Oil prices fell from their four month highs on Friday weighed down by reports that Iraq had raised its crude exports to a 30 year high as OPEC output stood at its highest since 2012.
Prices remained off Thursday’s gains for most of the day but still remained on track for a weekly gain despite 6the Spokesperson of the Iraqi oil Ministry saying that its oil exports rose to record levels in April.
Iraq’s production keeps the total output by the Organization of Petroleum Exporting countries well above 30 million barrels per day and well above the global demand for their oil.
Oil recorded its biggest monthly gain in more than 25 years spurred by a drop in the number of operational rigs in the US. Crude stockpiles, however, remain at an 85 year high fuelling speculation that the rally was short-lived.
“Iraq continues to export at a record pace and it’s definitely having an impact on the market,” Phil Flynn, senior market analyst at the Price Futures Group in Chicago, told Bloomberg.
“There seems to be some profit-taking after a great run in April.”
Light sweet crude for June delivery fell by 92 cents or 1.5% to $58.71 a barrel on the New York Mercantile Exchange.
The US benchmark gained more than 25% in April after jumping more than 3% on Friday to its 2015 highs on bets that the global glut would ease.
Brent for June delivery, the global benchmark, fell by 83 cents or 1.2% to $65.95 a barrel on the London Based ICE futures Exchange.

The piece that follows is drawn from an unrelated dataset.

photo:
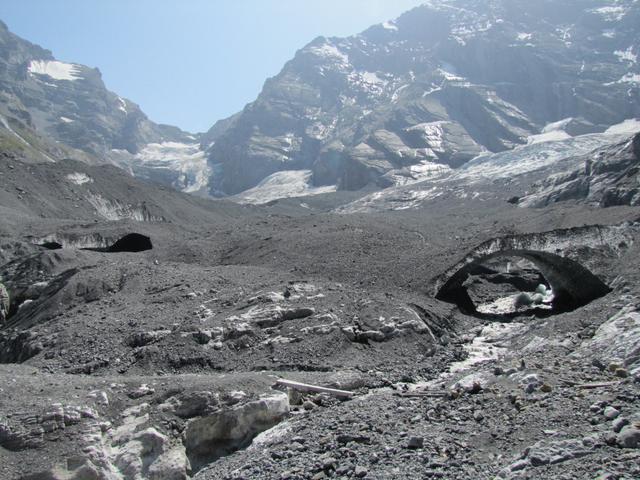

The global benchmark ended April on a 25% high and remained on track for a 1% weekly gain despite Friday’s selloff.
A weaker dollar also helped fuel Thursday’s rally with a weaker dollar bullish for dollar denominated commodities like Oil.
“For oil, the path of least resistance remains higher from here as the bulls have some momentum and the short side of the market remains overcrowded, leaving futures vulnerable to swift short-squeeze rallies,” Tyler Richey, an analyst for the 7:00’s Report, told Market Watch.